In Hong Kong, protesters have used umbrellas and face masks to avoid cameras and pulled down what they thought was an internet-equipped lamppost to avoid being spied on. Cameras, AI and databases of personal information are used to shame debtholders, track down dissidents and assign people a “social credit” score based on their activities.
This is big business. A global think tank recently reported that China has exported AI surveillance tech to at least 63 countries. I spoke with Jennifer Pak, Marketplace’s China correspondent, and asked her to describe the daily surveillance. The following is an edited transcript of our conversation.
Jennifer Pak: If I walk to work, which is less than half an hour walk, I pass by dozens of cameras at every intersection pointing all different ways. Some of them are equipped with artificial intelligence, so there are certain intersections in the downtown core where they have these screens that try to identify people who are trying to jaywalk, and within moments, you could get a trafficking ticket straight to your cellphone.
Molly Wood: How far could that go in terms of how the government uses this information?
Pak: That’s really the unknown. In 2006, when I first arrived in Beijing, I needed my passport to sign up for the internet, to get onto the train. But in 2015, when I returned, in the southern city of Shenzhen, already the rules had changed drastically. Now I need my passport to buy a SIM card. In Beijing, when we went to a hotel, you need your passport or your ID just to get onto their Wi-Fi. Your social media feeds, like WeChat, and all of your mobile payments, they require what they call real ID registration. I need my passport there as well. All of that is tied together. How much of that information is centralized that they can automatically connect also depends on how badly the authorities want to get at you.
Wood: China’s surveillance apparatus is often held up as what could happen in the United States. And I wonder, from your perspective, having lived both places, do you think that anything at that level could actually occur in the United States, whether it’s the social credit system or cameras everywhere?
Pak: Let’s say Americans are for it. I think it would take a long time to build. The social credit system that they are talking about, the time frame that they were giving to people was 2020 — 2020 is supposed to be just for a basic infrastructure. Even though they have a lot of offline data, it’s going to take a long time to upload. And don’t forget, there are different competing interests within China. Although a lot of the leaders here like to present themselves as the unified voice, in actuality, as you mentioned, it’s a massive country. That’s why when people think, “Oh, it’s coming right now,” it hasn’t arrived yet to the same degree as people are imagining, but it doesn’t mean that it can’t.
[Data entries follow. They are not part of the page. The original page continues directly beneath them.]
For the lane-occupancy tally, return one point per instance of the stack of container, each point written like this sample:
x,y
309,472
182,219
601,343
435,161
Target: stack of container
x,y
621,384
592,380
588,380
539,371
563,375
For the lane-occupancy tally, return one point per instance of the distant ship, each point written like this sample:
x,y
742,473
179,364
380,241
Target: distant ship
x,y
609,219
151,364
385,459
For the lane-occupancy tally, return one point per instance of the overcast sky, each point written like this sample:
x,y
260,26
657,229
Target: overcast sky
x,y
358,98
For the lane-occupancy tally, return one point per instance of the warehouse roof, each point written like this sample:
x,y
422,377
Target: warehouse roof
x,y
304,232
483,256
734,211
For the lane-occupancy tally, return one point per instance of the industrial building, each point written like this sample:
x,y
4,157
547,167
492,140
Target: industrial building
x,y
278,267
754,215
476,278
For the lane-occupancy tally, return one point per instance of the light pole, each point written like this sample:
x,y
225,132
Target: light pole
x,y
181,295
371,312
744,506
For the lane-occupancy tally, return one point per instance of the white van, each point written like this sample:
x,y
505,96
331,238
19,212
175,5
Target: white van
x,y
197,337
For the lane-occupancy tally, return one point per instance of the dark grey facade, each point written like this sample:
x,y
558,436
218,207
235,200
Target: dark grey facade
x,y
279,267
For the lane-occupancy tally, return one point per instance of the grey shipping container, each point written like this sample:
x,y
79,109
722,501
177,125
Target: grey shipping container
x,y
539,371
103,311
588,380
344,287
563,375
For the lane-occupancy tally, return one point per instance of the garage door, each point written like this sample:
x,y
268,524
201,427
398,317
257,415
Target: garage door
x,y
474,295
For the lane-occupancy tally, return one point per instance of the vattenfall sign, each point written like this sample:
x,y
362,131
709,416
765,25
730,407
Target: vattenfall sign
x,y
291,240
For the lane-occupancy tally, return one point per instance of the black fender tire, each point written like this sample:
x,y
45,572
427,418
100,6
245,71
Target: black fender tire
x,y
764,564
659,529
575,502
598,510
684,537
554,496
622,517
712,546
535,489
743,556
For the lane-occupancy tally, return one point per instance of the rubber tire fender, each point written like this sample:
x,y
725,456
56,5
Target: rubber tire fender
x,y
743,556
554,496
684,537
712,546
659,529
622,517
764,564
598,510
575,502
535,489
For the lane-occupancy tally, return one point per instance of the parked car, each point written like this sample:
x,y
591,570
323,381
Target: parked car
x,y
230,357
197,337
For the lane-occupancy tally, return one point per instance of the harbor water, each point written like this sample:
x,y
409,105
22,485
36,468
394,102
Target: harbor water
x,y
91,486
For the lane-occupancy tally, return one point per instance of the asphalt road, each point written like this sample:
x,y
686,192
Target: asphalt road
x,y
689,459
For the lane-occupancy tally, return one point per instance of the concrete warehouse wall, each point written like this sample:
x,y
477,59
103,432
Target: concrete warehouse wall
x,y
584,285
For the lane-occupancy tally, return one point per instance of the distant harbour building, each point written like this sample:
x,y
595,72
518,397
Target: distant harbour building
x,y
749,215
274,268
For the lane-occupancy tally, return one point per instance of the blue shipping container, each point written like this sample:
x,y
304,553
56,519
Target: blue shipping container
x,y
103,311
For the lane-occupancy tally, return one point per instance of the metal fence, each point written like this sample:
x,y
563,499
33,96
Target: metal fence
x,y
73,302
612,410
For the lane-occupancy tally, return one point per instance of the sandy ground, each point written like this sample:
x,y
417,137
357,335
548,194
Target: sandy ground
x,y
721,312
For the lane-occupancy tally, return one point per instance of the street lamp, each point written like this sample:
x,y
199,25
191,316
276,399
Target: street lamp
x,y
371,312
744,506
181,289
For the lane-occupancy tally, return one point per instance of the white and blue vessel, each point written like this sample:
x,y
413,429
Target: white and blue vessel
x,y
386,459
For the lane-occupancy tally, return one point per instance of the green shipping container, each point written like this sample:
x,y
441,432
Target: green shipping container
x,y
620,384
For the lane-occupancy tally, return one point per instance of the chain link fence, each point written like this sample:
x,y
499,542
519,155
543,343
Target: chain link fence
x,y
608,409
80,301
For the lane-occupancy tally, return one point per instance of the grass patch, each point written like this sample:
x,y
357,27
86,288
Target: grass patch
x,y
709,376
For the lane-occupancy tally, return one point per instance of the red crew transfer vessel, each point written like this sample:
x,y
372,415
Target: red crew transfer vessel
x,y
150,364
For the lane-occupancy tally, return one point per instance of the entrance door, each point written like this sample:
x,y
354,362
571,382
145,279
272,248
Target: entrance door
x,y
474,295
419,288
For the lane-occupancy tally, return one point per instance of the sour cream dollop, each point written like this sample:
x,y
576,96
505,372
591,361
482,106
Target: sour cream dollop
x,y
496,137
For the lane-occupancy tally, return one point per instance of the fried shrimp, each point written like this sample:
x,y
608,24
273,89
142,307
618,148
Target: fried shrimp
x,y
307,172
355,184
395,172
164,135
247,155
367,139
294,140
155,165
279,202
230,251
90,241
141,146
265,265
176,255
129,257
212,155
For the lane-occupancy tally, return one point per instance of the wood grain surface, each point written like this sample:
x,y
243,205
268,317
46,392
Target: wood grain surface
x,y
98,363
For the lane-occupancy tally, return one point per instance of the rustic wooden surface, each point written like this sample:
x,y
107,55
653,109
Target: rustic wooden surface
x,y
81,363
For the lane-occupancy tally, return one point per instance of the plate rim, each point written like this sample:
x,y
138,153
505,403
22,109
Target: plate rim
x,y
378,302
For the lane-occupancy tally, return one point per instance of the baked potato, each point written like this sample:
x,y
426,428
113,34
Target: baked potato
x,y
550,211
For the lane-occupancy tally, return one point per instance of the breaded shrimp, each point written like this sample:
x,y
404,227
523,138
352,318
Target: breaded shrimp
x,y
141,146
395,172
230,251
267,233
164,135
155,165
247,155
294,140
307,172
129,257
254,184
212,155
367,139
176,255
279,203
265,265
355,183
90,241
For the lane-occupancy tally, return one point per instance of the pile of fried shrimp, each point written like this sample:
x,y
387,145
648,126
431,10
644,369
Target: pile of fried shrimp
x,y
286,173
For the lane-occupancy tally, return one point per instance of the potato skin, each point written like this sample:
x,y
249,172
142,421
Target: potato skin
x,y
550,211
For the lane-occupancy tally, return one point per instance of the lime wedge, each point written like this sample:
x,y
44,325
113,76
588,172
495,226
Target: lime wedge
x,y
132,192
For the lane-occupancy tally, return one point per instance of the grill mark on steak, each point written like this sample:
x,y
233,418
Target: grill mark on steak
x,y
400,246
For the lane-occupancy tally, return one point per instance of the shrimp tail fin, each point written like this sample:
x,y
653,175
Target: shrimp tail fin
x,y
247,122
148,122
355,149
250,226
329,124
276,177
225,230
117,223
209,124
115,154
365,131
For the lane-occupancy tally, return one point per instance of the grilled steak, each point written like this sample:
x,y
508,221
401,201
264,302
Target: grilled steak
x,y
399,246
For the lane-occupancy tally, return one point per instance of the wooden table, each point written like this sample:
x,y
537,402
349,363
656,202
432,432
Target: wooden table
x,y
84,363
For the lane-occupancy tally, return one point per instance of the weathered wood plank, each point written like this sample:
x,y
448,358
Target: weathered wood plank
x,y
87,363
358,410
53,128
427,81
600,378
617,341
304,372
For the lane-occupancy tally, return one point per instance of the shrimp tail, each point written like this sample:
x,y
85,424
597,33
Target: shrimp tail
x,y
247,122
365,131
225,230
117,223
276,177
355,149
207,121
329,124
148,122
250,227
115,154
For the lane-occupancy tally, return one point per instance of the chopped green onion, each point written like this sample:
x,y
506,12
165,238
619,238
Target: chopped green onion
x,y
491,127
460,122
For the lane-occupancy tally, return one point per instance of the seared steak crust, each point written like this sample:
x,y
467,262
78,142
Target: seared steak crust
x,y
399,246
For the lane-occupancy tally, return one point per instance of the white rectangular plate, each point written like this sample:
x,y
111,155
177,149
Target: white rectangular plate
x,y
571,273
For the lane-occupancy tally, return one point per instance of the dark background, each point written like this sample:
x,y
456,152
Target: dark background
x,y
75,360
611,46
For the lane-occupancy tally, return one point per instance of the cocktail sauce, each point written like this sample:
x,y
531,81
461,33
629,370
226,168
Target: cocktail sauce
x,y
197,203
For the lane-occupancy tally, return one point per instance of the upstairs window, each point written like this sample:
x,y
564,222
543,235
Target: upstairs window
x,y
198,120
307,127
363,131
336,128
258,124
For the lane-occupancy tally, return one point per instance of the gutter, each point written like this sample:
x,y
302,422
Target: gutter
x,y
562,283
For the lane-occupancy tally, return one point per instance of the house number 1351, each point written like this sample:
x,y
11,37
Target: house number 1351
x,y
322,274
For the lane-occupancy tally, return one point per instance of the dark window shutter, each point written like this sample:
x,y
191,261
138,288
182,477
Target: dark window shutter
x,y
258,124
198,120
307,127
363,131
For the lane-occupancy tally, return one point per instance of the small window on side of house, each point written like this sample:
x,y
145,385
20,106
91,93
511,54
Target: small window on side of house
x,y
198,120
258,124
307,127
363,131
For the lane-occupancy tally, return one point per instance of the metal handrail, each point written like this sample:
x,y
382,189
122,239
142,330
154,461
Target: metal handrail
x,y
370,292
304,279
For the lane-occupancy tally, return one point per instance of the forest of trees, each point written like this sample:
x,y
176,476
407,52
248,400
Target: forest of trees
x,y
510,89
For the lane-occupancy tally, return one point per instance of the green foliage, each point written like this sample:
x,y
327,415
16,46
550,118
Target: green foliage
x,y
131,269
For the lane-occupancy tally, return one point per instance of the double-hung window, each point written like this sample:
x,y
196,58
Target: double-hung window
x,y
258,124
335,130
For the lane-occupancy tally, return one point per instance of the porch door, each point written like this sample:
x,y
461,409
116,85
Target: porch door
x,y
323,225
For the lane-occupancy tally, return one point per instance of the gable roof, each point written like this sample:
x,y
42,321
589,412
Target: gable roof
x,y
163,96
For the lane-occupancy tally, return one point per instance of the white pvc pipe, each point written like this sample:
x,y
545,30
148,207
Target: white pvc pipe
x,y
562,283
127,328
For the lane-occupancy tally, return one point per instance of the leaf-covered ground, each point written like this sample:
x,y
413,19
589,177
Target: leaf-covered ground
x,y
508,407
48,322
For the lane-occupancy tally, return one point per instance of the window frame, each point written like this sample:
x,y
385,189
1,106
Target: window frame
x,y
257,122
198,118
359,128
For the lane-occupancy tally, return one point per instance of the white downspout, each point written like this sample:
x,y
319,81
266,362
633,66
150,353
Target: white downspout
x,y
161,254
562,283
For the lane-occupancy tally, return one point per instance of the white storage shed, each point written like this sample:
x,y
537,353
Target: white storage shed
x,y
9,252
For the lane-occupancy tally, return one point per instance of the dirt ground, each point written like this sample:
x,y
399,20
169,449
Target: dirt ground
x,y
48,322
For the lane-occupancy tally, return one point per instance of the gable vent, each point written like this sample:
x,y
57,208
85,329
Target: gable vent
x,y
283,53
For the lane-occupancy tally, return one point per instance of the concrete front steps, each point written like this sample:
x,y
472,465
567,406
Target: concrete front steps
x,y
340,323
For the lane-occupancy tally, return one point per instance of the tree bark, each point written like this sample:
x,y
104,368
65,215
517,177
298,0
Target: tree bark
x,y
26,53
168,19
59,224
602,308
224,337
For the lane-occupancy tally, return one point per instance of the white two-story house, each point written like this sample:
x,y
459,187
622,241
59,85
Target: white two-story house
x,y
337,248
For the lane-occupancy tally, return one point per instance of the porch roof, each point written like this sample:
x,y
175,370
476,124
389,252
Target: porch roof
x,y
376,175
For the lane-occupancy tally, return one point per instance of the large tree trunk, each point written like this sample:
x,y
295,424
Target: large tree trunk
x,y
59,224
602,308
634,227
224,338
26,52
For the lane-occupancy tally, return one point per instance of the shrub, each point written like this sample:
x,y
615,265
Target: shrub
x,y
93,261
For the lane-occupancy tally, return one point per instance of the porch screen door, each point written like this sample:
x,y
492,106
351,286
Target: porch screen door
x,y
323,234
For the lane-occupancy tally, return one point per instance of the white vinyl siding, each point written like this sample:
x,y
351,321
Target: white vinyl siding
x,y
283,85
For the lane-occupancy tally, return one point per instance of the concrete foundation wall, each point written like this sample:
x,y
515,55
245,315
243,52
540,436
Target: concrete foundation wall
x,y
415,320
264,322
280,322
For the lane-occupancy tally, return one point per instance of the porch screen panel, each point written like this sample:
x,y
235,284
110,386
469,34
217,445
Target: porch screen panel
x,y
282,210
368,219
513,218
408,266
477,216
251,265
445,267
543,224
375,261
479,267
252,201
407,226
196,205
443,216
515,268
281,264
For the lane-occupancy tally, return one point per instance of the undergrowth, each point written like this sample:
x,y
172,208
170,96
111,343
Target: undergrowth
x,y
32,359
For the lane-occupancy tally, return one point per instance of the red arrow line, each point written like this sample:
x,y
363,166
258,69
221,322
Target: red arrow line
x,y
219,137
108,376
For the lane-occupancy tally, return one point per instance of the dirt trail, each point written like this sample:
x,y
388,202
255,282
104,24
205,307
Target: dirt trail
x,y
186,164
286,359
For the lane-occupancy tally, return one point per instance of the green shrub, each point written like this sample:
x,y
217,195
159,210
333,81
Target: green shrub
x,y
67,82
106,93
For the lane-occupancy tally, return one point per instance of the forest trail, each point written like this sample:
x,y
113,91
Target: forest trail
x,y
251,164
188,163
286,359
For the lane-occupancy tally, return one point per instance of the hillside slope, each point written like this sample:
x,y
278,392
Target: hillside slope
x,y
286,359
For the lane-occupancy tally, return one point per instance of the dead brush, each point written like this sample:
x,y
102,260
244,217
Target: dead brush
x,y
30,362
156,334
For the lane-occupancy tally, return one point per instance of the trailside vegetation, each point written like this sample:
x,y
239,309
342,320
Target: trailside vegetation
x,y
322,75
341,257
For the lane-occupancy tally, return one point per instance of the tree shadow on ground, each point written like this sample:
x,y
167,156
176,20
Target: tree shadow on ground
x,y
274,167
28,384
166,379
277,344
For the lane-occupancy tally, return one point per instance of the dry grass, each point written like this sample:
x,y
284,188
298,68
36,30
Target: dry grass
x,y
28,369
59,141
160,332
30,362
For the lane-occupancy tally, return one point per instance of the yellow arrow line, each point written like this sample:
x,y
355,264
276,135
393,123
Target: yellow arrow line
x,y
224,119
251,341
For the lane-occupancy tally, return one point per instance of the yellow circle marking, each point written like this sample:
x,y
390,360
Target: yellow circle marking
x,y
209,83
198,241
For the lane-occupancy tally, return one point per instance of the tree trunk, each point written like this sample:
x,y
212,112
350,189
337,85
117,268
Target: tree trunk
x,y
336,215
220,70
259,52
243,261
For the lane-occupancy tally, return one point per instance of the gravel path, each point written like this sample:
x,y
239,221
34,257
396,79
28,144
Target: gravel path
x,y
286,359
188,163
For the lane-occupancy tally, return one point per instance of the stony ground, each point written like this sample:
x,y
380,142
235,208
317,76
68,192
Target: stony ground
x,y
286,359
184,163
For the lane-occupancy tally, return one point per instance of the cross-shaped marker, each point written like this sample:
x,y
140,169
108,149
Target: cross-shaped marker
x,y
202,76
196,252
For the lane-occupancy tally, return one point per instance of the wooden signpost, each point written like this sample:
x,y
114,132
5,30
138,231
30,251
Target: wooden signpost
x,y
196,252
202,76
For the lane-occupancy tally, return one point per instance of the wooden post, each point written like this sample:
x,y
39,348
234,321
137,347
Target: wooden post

Related Links: More insight from Molly Wood
Just last week, Chinese surveillance giant Hikvision said it may lose business because of the U.S. ban on its technology and on U.S. companies doing business with Chinese companies as a result of the trade war. But USA Today had a story last week about how Chinese surveillance tech is still being snapped up in countries that already have poor records on human rights, like Serbia, Turkey, Russia and other countries.
In addition to human rights concerns in those countries, security experts have pointed out that China’s government can compel Chinese companies to hand over data that they collect with their cameras or networking equipment. That leads to concerns about Beijing’s power, both in data and potential influence.
In our interview, Jennifer Pak also mentioned that the huge databases of information about every Chinese citizen could also be a massive boon to companies developing artificial intelligence there. It can be hard for companies in places like the U.S. to come by datasets that big to help train the machines.